Наверное, он не замечал того, что двигается быстро, что говорит громко. Наверное, самому ему казалось, что он стоит – справедливый и скалоподобный, чуждый спешки и гнева – и вокруг него дрянь слабого человечества томится в долгом вздохе ужаса перед посланцем разгневанного карающего Престола. И, наверно, даже не его рука ударила в лицо парня, которого он держал под своим кровом, питал и одевал с младенческих лет, – и когда лицо нырком ушло от удара и снова вернулось на место, оно, наверно, не было лицом того ребенка. Однако это его не удивило, ибо не детское лицо занимало его, но лицо Сатаны, которое также было ему знакомо. И когда, вперясь в это лицо, он твердо шел к нему, занесши руку для удара, очень может быть, что шел он в исступленном, самозабвенном восторге мученика, уже сподобившегося отпущения, навстречу стулу, который обрушил на его голову Джо, – в небытие. Наверно, небытие его удивило – но не сильно и не надолго.
Потом все унеслось от Джо, ревя, замирая, и он стоял посреди комнаты с разбитым стулом в руке, глядя на приемного отца. Макихерн лежал на спине. Теперь он выглядел вполне умиротворенным. Казалось, он спит: круглоголовый, неукротимый даже в покое, и даже кровь на его лбу стыла спокойно и мирно.

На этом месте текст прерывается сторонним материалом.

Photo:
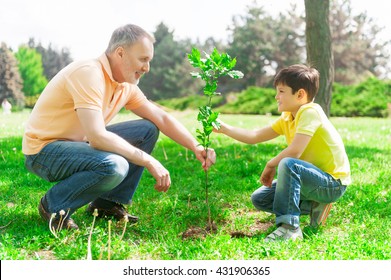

Джо тяжело дышал. Слышал это – и что-то еще, тонкое, пронзительное, далекое. Слушал долго, пока не узнал голос, женский голос. Посмотрел, увидел: двое мужчин держат ее, она извивается, бьется, волосы свалились на лоб, белое искаженное лицо уродливо, по-дикарски заляпано краской, рваная дырка рта, брызжущая криком. «Обозвал меня потаскухой!» – визжа, вырывалась из рук мужчин. «Старая сволочь! Пустите! Пустите!» Голос перестал выговаривать слова, снова сорвался в визг; извивалась, билась, тянулась укусить руки мужчин, боровшихся с ней.
Держа разбитый стул, Джо пошел к ней. Сбившись кучками у стен, на него глядели люди: девушки в разномастной топорщившейся одежде, в чулках и туфлях, выписанных по почте; мужчины, молодые люди в стоявших колом костюмах, тоже почтовой подгонки, с заскорузлыми расплющенными руками и выражением глаз, уже выдававшим потомственных созерцателей бесконечной борозды и сонного мулячьего зада. Джо побежал, размахивая стулом. «Пустите ее!» – сказал он. Она сразу перестала биться и всю свою визгливую ярость обратила на него – словно только сейчас его увидела, осознала, что он тоже здесь.
«А ты! Притащил меня сюда! Ублюдок, дубье деревенское! Ублюдок ты. Сволочи такие, что один, что другой. Напустил его на меня, а я сроду не видала…» Джо как будто и не нападал ни на кого в отдельности, и лицо его под занесенным стулом было совершенно спокойно. Мужчины отступили от официантки, отпустили ее, но она продолжала дергать руками, словно еще не почувствовала этого.
«Уходи отсюда!» – закричал Джо. Он крутился, размахивая стулом, но лицо его по-прежнему было совершенно спокойным. «Назад!» – сказал он, хотя никто не сделал к нему ни шага. Все умолкли, оцепенели, как человек, лежавший на полу. Джо размахивал стулом, пятясь к двери. «Ни с места! Говорил, что убью когда-нибудь! Говорил ему!» Он размахивал стулом и со спокойным лицом пятился к двери. «Никому не двигаться», – сказал он, беспрерывно водя глазами по лицам, которые можно было принять за маски. Потом он швырнул стул, повернулся и выскочил за дверь, на землю, залитую мягким и пятнистым лунным светом. Официантку он догнал, когда она садилась в машину. Он запыхался, но голос его тоже звучал спокойно; лицо было как у спящего, только дышал он так, что было слышно. «Езжай обратно в город, – сказал он. – Я буду там, как только…» По-видимому, он не отдавал себе отчета ни в том, что говорит, ни в том, что происходит; когда женщина вдруг повернулась в двери машины и стала бить его по лицу, он не шевельнулся, и голос его звучал по-прежнему: «Ну да. Правильно. Буду, как только…» Потом он повернулся и побежал, а она еще продолжала молотить по воздуху.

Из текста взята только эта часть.